I should also note that the texture is so light and soft, and whippy, that this frosting would probably be best for slathering- like smeared all over a cake, or just plopped on top of cupcakes, as opposed to piping.  If you’re looking for a good chocolate icing for piping- try this one!



  1. I’m surprised at the comments, which is why I always take the time to read them. Yellow cake never occurs to me. Not when I could make chocolate. It sounds good though and I might have to give it a chance, after I make the chocolate one, of course. I got my chocolate tooth when I started having kids too, but only in baked form. No chocolate bars here. Cake is so much healthier right? 🙂 I’ll be trying this as soon as I get the chance. I wanted to share a link with you though: http://www.amazon.com/SideSwipe-KitchenAid-Bowl-Lift-Stand-Mixers/dp/B0027YOW8S/ref=sr_1_3?ie=UTF8&qid=1304973463&sr=8-3.

    This is a SideSwipe blade. It’s just a paddle attachment (available for most mixers) but it’s like having a rubber spatula and paddle in one. No more stopping to scrape the sides. I bought one about a year and a half ago, and it’s the only thing I ever use, even for lighter breads! I sound like a commercial, but it’s seriously my favorite part of my KitchenAid.

    1. Angie, you’re right, these are great! I use mine ALL the time. Do you think we can get compensated for our endorsements? Probably not.

  2. So I’ve been wanting to get your book for a while now and yesterday my mom got it for me and my sisters! We spent about an hour pouring (drooling) over all of the wonderful recipes! So excited!!!!!!!!!!!!!!!!!

  3. I just want to eat it by the spoonful! How many calories you suppose? Nevermind, I’d rather not know. Thanks for the recipe 😉

  4. I am sooo excited for the cake recipe! I have to do a chocolate cake this weekend and need a good recipe. Do you think the cake recipe is sturdy enough to stack and do a 3 tier? I hope so!!! 🙂

  5. Ah! I need the cake recipe NOW! LOL! Tomorrow is my hudband’s birthday, I can’t wait until Wednesday!

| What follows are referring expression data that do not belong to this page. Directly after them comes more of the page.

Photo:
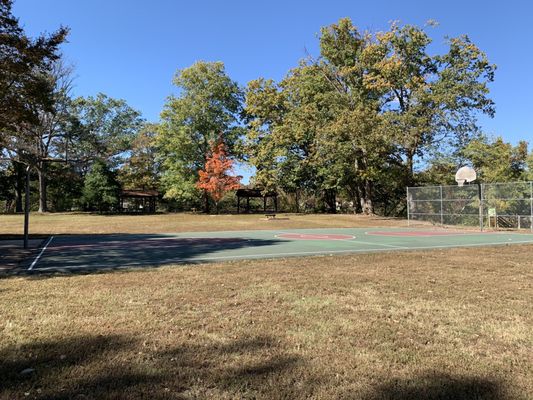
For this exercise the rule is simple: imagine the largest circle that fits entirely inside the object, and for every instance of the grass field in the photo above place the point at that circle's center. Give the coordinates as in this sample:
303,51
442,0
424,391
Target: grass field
446,324
78,223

I guess I will have to try the frosting with my old chocolate cake recipe 🙂 and try this one next time.

  6. love the look of this cake frosting!! i have noticed that you cook it with corn syrup…is there a substitute for the syrup that wont make the food your cooking taste different, i thought honey, but honey has a pretty distinct taste..just wondering cuz we don’t use or eat any corn syrup..thx so much!

    1. Lol- Denelle I made a prediction when I wrote this post that someone in the fist 10 comments would ask for a substitute for corn syrup. I’m so good! In this recipe, honestly, nope. I mean, you could probably use honey, but like you said, it’s going to affect the flavor.

    2. How about trying Agave nectar? It has the same consistency as corn syrup but supposed to be better for you…not sure that it really is though 🙂 The brand I used was Xagave and I found it at the Bosch kitchen store but I’m sure it’s sold in lots of other stores too. Good Luck!

    3. Use Lyle’s Golden syrup. It is an import from England available in most grocery stores (just ask them to help you find it). I substitute with it all the time and like it just as well, if not better. It is more expensive though. I hope it helps!

      1. Thx for the help and ideas! I also just googled corn syrup substitute and It said I can just take however much light corn syrup it asked for and put that much white sugar.in then add water…and same with dark cs..just use brown sugar and water…I will check actual mesurments if anyone else would like to know…also if I make this frosting..and im pretty sure I will since my 2 yr olds bday is this sat. Ill let you know how it turned out and tasted..

  7. Seriously, are you totally trying to sabatoge my diet??? Hee hee, I am also more of a yellow cake fan, but this is making my mouth water.